If you slosh the water in a bathtub at the correct frequency, the water rises first at one end and then at the other. Suppose you can make a standing wave in a 145 cm long tub with a frequency of 0.31 Hz. What is the velocity of the water wave?
That depends upon how many nodes are in the standing wave. If there is one in the middle, than the wavelength is 290 cm. Multiply that by the frequency for the wave velocity.
To find the velocity of the water wave, we can use the formula:
velocity = frequency * wavelength
We are given the frequency (f) as 0.31 Hz. To find the wavelength (λ), we need to use the formula:
wavelength = 2 * length
where the length (L) of the tub is 145 cm.
Substituting the values into the formulas, we have:
wavelength = 2 * 145 cm = 290 cm
Now we can calculate the velocity:
velocity = 0.31 Hz * 290 cm = 89.9 cm/s
Therefore, the velocity of the water wave is 89.9 cm/s.
To find the velocity of the water wave, we can use the formula: Velocity = Frequency * Wavelength.
First, we need to find the wavelength.
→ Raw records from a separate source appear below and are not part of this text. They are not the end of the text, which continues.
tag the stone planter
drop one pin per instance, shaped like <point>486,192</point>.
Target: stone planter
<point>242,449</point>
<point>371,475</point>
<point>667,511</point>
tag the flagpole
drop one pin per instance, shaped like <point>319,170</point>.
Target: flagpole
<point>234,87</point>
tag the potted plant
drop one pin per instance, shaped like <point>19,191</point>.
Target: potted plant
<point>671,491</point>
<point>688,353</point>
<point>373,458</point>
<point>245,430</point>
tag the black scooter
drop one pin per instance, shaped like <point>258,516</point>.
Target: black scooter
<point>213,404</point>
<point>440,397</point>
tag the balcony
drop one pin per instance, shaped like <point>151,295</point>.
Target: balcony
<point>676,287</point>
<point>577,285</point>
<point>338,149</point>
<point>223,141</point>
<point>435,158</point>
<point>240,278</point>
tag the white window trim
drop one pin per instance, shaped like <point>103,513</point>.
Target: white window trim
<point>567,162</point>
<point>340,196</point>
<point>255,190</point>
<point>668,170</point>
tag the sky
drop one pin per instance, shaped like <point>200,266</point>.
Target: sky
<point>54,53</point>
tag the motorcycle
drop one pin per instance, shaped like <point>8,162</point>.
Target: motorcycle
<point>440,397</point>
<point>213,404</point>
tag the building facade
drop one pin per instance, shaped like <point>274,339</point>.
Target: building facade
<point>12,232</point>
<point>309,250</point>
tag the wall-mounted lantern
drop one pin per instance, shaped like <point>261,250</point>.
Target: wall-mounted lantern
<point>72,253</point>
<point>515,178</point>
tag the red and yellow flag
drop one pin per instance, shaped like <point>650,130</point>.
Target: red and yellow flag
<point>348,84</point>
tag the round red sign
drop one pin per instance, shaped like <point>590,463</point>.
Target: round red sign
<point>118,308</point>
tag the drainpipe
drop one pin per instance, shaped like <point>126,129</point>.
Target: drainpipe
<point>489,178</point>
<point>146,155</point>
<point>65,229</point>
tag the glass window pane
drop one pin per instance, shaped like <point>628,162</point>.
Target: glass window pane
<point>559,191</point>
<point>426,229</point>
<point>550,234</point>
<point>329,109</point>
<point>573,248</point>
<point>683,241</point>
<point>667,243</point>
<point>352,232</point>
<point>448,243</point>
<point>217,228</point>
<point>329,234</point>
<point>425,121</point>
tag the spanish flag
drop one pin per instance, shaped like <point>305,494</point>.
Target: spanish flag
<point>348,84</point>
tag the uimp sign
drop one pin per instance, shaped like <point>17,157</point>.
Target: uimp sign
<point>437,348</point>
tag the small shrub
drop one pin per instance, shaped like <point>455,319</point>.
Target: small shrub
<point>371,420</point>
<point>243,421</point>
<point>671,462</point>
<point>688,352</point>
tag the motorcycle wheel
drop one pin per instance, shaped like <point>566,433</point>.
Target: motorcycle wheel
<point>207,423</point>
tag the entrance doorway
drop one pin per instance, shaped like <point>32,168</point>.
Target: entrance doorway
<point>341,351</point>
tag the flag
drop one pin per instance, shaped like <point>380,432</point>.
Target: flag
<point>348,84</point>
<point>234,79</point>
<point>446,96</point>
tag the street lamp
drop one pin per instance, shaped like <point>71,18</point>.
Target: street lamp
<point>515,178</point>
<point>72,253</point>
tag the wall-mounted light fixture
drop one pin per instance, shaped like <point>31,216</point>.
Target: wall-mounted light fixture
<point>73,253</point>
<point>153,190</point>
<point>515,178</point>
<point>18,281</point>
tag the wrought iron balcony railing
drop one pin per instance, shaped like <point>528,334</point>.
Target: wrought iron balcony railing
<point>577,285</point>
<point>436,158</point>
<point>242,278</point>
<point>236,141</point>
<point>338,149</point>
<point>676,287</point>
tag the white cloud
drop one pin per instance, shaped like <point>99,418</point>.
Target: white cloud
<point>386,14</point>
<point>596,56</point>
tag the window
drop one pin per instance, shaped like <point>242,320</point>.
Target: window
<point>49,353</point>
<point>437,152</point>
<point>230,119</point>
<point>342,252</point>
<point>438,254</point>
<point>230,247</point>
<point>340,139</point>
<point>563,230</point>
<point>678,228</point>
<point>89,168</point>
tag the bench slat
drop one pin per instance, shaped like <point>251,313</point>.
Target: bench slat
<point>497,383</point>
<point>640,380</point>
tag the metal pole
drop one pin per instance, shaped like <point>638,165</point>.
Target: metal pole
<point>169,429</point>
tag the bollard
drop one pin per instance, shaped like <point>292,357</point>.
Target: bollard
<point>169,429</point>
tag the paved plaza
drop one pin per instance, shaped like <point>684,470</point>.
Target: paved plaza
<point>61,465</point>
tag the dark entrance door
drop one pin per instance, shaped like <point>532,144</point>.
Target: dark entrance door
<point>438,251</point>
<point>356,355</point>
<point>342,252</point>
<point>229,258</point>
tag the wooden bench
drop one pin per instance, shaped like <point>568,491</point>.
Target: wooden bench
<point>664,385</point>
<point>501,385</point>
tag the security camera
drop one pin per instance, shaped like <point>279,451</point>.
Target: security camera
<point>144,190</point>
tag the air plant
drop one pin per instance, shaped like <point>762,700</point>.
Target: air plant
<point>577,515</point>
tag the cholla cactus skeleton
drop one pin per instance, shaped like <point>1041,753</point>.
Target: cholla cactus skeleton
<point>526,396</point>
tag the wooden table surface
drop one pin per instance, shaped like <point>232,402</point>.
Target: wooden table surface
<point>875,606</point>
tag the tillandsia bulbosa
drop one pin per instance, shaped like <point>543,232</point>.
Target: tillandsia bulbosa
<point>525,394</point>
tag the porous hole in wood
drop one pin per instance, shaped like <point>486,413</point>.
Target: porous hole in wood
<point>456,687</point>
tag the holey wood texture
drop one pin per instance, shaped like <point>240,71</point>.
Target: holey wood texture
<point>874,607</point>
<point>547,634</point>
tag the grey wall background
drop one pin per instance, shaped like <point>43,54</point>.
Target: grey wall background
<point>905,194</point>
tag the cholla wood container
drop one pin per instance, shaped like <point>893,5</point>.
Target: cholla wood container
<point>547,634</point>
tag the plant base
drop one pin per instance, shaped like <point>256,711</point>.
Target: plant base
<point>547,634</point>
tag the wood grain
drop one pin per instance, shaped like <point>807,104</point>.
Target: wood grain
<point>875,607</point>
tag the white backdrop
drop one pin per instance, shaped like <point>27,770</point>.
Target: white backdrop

In the case of a standing wave, the wavelength is twice the length of the tub, so the wavelength is 2 * 145 cm = 290 cm.
Next, we use the formula: Velocity = Frequency * Wavelength.
We plug in the values:
Velocity = 0.31 Hz * 290 cm.
Next, we need to convert the wavelength from centimeters to meters since velocity is typically measured in meters per second. There are 100 centimeters in one meter, so we divide the wavelength by 100: 290 cm / 100 = 2.9 meters.
Finally, we multiply the frequency by the converted wavelength:
Velocity = 0.31 Hz * 2.9 meters = 0.899 meters per second.
Therefore, the velocity of the water wave in the tub is approximately 0.899 meters per second.